Seeding for the competition was determined from the league standings following the twentieth league match day. The bottom two teams, Tobago United and Police, were placed in the 10th place playoff to determine who would advance to face Defence Force in one of two qualifying round matches, with the other game matching St. Ann's Rangers up with FC South End.

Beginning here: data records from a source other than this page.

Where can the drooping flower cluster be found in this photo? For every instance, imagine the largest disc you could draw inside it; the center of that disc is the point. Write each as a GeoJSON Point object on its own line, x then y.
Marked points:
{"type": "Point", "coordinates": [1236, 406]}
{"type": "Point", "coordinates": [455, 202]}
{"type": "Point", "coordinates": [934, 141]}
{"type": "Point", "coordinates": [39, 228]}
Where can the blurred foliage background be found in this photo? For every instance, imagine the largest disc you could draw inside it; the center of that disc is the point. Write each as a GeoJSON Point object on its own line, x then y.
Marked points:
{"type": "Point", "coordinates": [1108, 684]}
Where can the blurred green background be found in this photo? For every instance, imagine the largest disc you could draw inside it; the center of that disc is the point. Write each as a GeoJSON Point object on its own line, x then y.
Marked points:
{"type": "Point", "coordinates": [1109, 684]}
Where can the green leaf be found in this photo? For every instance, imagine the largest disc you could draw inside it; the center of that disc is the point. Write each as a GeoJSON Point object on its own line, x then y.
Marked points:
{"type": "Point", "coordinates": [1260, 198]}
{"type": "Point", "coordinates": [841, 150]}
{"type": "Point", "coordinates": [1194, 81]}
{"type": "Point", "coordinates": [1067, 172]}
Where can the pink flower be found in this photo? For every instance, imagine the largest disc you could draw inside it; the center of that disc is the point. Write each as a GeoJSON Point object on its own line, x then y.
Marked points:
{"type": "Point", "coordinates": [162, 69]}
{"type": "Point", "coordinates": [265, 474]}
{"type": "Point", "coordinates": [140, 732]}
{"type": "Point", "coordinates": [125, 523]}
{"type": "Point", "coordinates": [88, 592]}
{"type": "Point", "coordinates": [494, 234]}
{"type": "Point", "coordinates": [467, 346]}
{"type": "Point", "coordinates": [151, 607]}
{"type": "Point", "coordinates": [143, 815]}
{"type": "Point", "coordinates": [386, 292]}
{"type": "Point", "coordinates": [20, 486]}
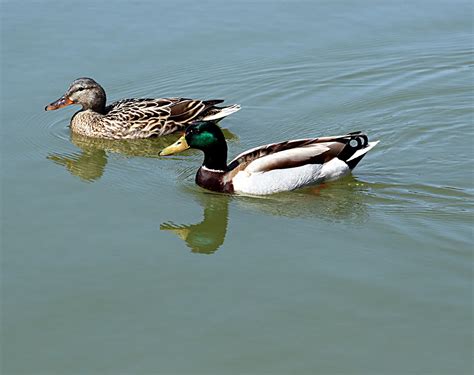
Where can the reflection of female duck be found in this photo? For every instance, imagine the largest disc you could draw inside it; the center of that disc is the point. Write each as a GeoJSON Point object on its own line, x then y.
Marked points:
{"type": "Point", "coordinates": [208, 235]}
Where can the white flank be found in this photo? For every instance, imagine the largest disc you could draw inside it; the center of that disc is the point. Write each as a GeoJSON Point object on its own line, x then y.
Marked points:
{"type": "Point", "coordinates": [363, 151]}
{"type": "Point", "coordinates": [224, 112]}
{"type": "Point", "coordinates": [279, 180]}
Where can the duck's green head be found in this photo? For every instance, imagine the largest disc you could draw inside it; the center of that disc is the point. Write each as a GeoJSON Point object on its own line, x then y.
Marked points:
{"type": "Point", "coordinates": [202, 135]}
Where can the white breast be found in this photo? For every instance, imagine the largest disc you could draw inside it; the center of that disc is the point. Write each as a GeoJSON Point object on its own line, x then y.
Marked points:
{"type": "Point", "coordinates": [278, 180]}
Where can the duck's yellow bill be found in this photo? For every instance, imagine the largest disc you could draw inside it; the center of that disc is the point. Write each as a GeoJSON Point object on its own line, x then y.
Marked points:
{"type": "Point", "coordinates": [178, 146]}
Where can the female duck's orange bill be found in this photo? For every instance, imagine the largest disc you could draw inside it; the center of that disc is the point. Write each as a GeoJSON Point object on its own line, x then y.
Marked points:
{"type": "Point", "coordinates": [63, 101]}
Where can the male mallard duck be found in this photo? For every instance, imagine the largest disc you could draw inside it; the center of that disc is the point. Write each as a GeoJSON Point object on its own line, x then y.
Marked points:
{"type": "Point", "coordinates": [133, 118]}
{"type": "Point", "coordinates": [270, 168]}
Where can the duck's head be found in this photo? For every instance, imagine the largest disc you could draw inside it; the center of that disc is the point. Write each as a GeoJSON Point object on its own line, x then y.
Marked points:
{"type": "Point", "coordinates": [83, 91]}
{"type": "Point", "coordinates": [207, 137]}
{"type": "Point", "coordinates": [202, 135]}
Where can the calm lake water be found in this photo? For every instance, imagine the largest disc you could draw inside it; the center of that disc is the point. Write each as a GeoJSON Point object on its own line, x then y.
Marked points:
{"type": "Point", "coordinates": [114, 262]}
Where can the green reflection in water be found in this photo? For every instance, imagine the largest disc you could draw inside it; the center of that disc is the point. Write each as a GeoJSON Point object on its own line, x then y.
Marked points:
{"type": "Point", "coordinates": [335, 202]}
{"type": "Point", "coordinates": [208, 235]}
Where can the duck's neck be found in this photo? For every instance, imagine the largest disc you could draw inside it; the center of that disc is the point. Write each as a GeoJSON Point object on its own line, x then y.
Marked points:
{"type": "Point", "coordinates": [215, 158]}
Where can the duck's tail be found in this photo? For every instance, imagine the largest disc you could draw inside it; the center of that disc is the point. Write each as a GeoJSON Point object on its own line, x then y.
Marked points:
{"type": "Point", "coordinates": [218, 113]}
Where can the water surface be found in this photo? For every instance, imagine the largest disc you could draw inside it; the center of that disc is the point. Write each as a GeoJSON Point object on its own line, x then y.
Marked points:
{"type": "Point", "coordinates": [113, 261]}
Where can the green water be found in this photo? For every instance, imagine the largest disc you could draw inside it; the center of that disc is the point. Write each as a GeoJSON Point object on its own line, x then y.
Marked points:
{"type": "Point", "coordinates": [114, 262]}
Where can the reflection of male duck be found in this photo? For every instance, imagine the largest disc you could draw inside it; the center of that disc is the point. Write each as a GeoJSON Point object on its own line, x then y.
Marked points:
{"type": "Point", "coordinates": [208, 235]}
{"type": "Point", "coordinates": [335, 202]}
{"type": "Point", "coordinates": [89, 163]}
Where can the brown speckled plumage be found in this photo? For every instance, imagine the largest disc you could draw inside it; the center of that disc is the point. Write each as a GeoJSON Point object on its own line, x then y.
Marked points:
{"type": "Point", "coordinates": [133, 118]}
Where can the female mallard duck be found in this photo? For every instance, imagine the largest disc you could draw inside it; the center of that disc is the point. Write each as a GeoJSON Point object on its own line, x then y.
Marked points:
{"type": "Point", "coordinates": [133, 118]}
{"type": "Point", "coordinates": [270, 168]}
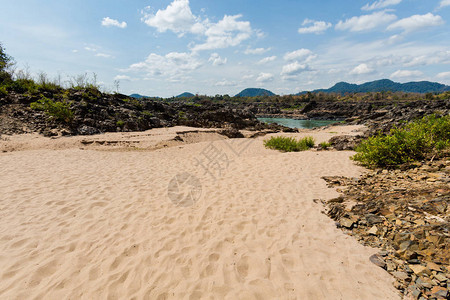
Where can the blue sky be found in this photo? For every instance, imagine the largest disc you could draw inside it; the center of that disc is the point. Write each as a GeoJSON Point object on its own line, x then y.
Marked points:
{"type": "Point", "coordinates": [164, 48]}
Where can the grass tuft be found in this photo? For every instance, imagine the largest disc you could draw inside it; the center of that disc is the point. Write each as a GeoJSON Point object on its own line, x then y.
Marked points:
{"type": "Point", "coordinates": [412, 142]}
{"type": "Point", "coordinates": [289, 144]}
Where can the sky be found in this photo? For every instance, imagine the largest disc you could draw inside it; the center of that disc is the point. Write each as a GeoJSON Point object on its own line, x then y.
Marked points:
{"type": "Point", "coordinates": [166, 47]}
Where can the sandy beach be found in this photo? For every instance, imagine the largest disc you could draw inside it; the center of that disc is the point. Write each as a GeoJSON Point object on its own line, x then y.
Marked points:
{"type": "Point", "coordinates": [177, 213]}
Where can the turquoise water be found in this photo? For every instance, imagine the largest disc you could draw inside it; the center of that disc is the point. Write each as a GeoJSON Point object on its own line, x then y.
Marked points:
{"type": "Point", "coordinates": [308, 124]}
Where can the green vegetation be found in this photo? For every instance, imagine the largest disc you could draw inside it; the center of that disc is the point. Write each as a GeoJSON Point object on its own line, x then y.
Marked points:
{"type": "Point", "coordinates": [325, 145]}
{"type": "Point", "coordinates": [56, 109]}
{"type": "Point", "coordinates": [413, 141]}
{"type": "Point", "coordinates": [289, 144]}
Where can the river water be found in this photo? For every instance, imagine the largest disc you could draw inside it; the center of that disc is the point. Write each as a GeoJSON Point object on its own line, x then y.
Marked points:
{"type": "Point", "coordinates": [292, 123]}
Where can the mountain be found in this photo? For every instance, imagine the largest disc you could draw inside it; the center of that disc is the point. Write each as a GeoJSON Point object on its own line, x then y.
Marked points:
{"type": "Point", "coordinates": [185, 95]}
{"type": "Point", "coordinates": [385, 85]}
{"type": "Point", "coordinates": [254, 93]}
{"type": "Point", "coordinates": [137, 96]}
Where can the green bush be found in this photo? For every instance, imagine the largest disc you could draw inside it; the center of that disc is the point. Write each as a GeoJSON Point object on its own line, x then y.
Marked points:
{"type": "Point", "coordinates": [3, 91]}
{"type": "Point", "coordinates": [23, 86]}
{"type": "Point", "coordinates": [289, 144]}
{"type": "Point", "coordinates": [325, 145]}
{"type": "Point", "coordinates": [412, 142]}
{"type": "Point", "coordinates": [56, 109]}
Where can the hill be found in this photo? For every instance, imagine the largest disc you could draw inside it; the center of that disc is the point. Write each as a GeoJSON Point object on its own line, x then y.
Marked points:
{"type": "Point", "coordinates": [385, 85]}
{"type": "Point", "coordinates": [185, 95]}
{"type": "Point", "coordinates": [252, 92]}
{"type": "Point", "coordinates": [137, 96]}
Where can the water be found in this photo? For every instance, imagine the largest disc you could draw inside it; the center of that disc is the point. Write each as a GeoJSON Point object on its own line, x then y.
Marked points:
{"type": "Point", "coordinates": [292, 123]}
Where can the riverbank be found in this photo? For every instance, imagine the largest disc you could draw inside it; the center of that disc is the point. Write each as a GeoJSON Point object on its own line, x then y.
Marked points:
{"type": "Point", "coordinates": [98, 218]}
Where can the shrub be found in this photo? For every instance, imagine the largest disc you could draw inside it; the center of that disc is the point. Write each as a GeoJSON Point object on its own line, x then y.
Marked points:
{"type": "Point", "coordinates": [403, 145]}
{"type": "Point", "coordinates": [325, 145]}
{"type": "Point", "coordinates": [289, 144]}
{"type": "Point", "coordinates": [23, 86]}
{"type": "Point", "coordinates": [3, 91]}
{"type": "Point", "coordinates": [56, 109]}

The two teams that win their respective quarterfinal matches will meet up with the top six teams in the Pro League. The automatic quarterfinal qualifiers in order of league position are: Joe Public, Caledonia AIA, Ma Pau, San Juan Jabloteh, United Petrotrin, and W Connection.

==Schedule==
The schedule for the 2009 First Citizens Cup, as announced by the TT Pro League:

| Round | Date | Matches | Clubs | New entries this round |
|---|---|---|---|---|
| 10th place playoff | 1 September 2009 | 1 | 11 → 10 | 2: 10th–11th |
| Qualifying round | 11 September 2009 | 2 | 10 → 8 | 3: 7th–9th |
| Quarterfinals | 18 September 2009 | 4 | 8 → 4 | 6: 1st–6th |
| Semifinals | 25 September 2009 | 2 | 4 → 2 |  |
| Final | 2 October 2009 | 1 | 2 → 1 |  |

==Results==
All matches were played for 90 minutes duration, at the end of which if the match was still tied, penalty-kicks were used to determine the match winner.

===10th place playoff===
The knockout cup began with the 10th place playoff between the bottom two clubs in the 2009 season following Match Day 20, Tobago United and Police, on 1 September at Plymouth Recreation Grounds. The Tobago Boys came out on top by a score of 3-1 following goals from Collie Hercules, Benjamin Bottino, and Dwayne Jack.

----

===Qualifying round===
St. Ann's Rangers used three saves from Haitian Fortunato Valcourt from penalty kicks to defeat FC South End and advanced to face top-seed Joe Public. In the earlier match, Defence Force scored two first half goals on its way past Tobago United by a 2-1 score into the quarterfinals to face Caledonia AIA.

----

----

===Quarterfinals===
The biggest surprise of the tournament came in the quarterfinals, when Ma Pau upset the defending champions W Connection at Manny Ramjohn Stadium by a 3-1 score. Joining the Casino Boys were Joe Public, San Juan Jabloteh, and Defence Force into the semifinals.

----

----

----

----

===Semifinals===
On 25 September, Joe Public used goals from Trent Noel and Seon Power to defeat San Juan Jabloteh and book their place in the final. In the other semifinal, Defence Force shutout Ma Pau 2–0 with goals from Richard Roy and Devorn Jorsling.

----

----

===Final===
The tournament was concluded on 2 October when Defence Force upset Joe Public 1-0 in Marvin Lee Stadium to claim their second First Citizens Cup title and end their six-year trophy drought. On the other hand, Joe Public suffered their second consecutive defeat in the league cup final having lost to W Connection on penalty kicks in last year's edition. Teammates Devorn Jorsling and Richard Roy finished as the tournament's top goal scorers with 3 goals each.